On February 19, 2018, government held a ceremonial signing with Florida-based Oban Energies for a $5.5 billion oil refinery and storage facility on Grand Bahama.
Two years later, there has been no movement made on the controversial deal.
Last November, Oban said in a press release that negotiations were ongoing and that it was still committed to completing the project.
However, the company’s president, Alexander Grikitis, recently told The Nassau Guardian that there is no update available on how negotiations are coming along presently.
Deputy Prime Minister Peter Turnquest, who is also the East Grand Bahama MP, said on Tuesday, that the matter is before a subcommittee at Cabinet but that he could not be sure when the committee would be reporting back.
The status of the deal remains unclear.
A heads of agreement was originally signed during a press conference with Prime Minister Dr. Hubert Minnis and then-Oban Energies Non-Executive Chairman Peter Krieger, who signed on behalf of Oban.
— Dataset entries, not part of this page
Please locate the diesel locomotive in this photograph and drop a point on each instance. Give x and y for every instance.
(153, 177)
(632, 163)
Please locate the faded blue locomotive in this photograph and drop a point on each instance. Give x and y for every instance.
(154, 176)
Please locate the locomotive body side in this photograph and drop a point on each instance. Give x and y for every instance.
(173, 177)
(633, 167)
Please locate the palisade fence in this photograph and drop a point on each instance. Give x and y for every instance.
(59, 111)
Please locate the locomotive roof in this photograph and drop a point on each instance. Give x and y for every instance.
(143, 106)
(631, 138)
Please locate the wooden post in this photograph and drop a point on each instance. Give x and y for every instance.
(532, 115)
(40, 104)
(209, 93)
Since then, the deal plunged into controversy.
Concerns were raised due to the agreement having been signed without an environmental impact assessment (EIA) in place.
It was also revealed that the signing was ceremonial, as then-Oban Energies President Satpal Dhunna had already signed the heads of agreement on February 10; and then zoomed-in video footage showed that Krieger appeared to sign the name of “Satpal Dhunna” instead of his own name.
Krieger’s character was also called into question when it was reported that in 2006, he pleaded guilty to the first degree felony of organized fraud, according to the U.S. Securities and Exchange Commission.
Minnis later admitted that his government made mistakes regarding the Oban deal in its haste to boost the economy of Grand Bahama, and, as a result, ordered a subcommittee and technical advisory group to examine the agreement in hopes of renegotiation.
He announced in Parliament that Krieger had resigned from Oban, and ultimately Oban announced that Grikitis replaced Dhunna.
Since then, Grand Bahama’s economy has been further impacted by the passage of Hurricane Dorian last September.
During Dorian – the strongest hurricane on record to hit The Bahamas – an oil spill occurred at Equinor oil’s South Riding Point terminal, leading the environmental group Save the Bays to warn government to take it as a lesson on how to treat projects like Oban.